The first time we drove into Pigeon Forge, I was awed by the glitter and lights, delighted by the themed museums and curiously charmed by the emphasis on Scripture.
I still love the glitter and kitsch, and the architecture of the town’s many museums is fabulous. Yet this time the bold public exhortations to love God, trust Jesus and be saved felt hypocritical and vaguely threatening.
Each property along the main strip proclaims its faith more loudly than the last. While I admire the depth of their belief, to an outsider it seems like they’re trying to score points with God.
I seriously doubt some sinner will, one dark stormy night, crash his Trans Am into a lightpost outside yet another tacky tourist trap and have an honest-to-god come-to-Jesus moment because he regains consciousness under a storefront with two taxidermied bears and a giant JESUS SAVES sign.

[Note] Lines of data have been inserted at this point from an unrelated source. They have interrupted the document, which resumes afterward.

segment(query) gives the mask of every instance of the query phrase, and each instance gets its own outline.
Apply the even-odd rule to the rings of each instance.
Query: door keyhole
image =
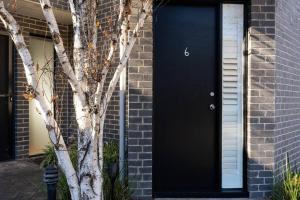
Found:
[[[210,104],[209,108],[211,111],[214,111],[216,109],[216,106],[214,104]]]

Added to that is that most stores display or sell Confederate flags with the brazen sort of idolatry one can only wonder about.
What would Jesus do? Probably overturn some tables and call it a day.

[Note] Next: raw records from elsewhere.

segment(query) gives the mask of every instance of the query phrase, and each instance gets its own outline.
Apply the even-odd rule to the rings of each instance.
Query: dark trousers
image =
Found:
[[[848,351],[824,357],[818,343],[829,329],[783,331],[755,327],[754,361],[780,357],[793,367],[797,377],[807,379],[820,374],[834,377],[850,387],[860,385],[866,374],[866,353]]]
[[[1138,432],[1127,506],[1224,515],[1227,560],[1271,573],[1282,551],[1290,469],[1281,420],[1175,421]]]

The Christians I know are sincere and welcoming in their faith. Prayers and Scripture are offered unconditionally and without judgment. Godliness is not a competition.
Pigeon Forge hasn’t changed in the past five years, but I—an unbeliever still—have been changed by the gentle evangelizing of kind people who do not wag fingers or post road signs condemning my family and I to damnation.
Melani used Neil Gaiman’s American Gods to explain the death of this roadside attraction: “I mean when a place is less sacred than any other place. Of negative sacredness. Places where they can build no temples. Places where people will not come, and will leave as soon as they can. Places where gods only walk if they are forced to.”